Short Title: | Agricultural Holdings (England) Act 1875[1] |
Type: | Act |
Parliament: | Parliament of the United Kingdom |
Long Title: | An Act for amending the Law relating to Agricultural Holdings in England. |
Year: | 1875 |
Citation: | 38 & 39 Vict. c. 92 |
Territorial Extent: | England and Wales[2] |
Royal Assent: | 13 August 1875 |
Commencement: | 14 February 1876[3] |
Original Text: | https://books.google.com/books?id=eQMUAAAAYAAJ&pg=PA1027 |
The Agricultural Holdings (England) Act 1875 (38 & 39 Vict. c. 92) was an Act of the Parliament of the United Kingdom passed by Benjamin Disraeli's Conservative government.
The Act provided a list of improvements for whose unexhausted value a departing tenant farmer could claim compensation from the landlord.[4] These were divided into three types. First, the more expensive improvements (such as a new building or a new orchard) needed the landlord's permission if they were to be liable for compensation. Second, improvements that the tenant had informed the landlord he was going to undertake (such as draining land or liming). Third, improvements which the tenant could be compensated for without having to give prior notice to the landlord (temporary improvements such as cultivation and manuring).[5]

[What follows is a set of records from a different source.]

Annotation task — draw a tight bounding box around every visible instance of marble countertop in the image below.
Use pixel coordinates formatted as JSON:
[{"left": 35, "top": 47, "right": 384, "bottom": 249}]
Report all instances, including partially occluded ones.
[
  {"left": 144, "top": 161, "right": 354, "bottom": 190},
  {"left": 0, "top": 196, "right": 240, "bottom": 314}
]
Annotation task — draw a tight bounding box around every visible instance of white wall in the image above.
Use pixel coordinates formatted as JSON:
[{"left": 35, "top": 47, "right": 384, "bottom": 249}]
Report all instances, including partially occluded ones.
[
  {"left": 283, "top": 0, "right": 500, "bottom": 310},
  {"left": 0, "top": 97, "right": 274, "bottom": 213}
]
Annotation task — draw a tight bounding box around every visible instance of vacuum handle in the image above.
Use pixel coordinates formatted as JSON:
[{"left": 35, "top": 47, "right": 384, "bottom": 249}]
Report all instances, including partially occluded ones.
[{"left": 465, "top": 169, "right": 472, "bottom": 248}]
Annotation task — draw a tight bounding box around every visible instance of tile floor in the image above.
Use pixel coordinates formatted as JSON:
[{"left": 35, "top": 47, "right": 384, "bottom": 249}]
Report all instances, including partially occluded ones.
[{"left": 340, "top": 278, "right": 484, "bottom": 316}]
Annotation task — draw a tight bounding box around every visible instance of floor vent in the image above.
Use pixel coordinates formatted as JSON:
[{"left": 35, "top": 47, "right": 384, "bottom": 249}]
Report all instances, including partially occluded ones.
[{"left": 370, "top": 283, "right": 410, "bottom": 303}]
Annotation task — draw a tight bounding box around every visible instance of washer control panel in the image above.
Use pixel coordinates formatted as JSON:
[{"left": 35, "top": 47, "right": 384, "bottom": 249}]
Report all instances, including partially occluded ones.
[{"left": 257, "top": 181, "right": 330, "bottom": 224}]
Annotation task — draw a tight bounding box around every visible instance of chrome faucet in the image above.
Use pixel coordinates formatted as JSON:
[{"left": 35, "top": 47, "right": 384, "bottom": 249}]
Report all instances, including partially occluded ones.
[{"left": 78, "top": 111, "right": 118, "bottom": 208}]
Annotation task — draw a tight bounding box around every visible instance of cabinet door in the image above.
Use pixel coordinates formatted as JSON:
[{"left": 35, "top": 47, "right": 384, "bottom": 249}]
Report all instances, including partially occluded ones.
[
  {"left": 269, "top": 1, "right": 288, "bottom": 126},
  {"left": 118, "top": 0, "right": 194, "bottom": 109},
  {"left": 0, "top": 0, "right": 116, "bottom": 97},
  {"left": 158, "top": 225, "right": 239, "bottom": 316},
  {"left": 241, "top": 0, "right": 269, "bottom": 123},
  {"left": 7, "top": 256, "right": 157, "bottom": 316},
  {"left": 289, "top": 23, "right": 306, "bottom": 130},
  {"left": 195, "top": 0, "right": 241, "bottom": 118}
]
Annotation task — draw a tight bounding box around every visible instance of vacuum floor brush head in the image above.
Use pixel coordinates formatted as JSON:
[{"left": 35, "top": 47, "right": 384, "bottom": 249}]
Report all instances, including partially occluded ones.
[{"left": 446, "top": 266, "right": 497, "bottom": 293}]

However, the Act was not compulsory and so landlords could contract out of it.[6] The Liberal MP Edward Knatchbull-Hugessen complained in the House of Commons: "This Bill allowed everybody to do exactly what he could do at present without it, and compelled no one to do anything which he had not hitherto done and did not wish to do. All that the Bill did was to give an indication of the course which the Legislature thought ought to be pursued, but which Her Majesty's Government had not the courage to say should be carried out".[7] In 1883 William Gladstone's Liberal government passed an Act that made compensation compulsory.[8]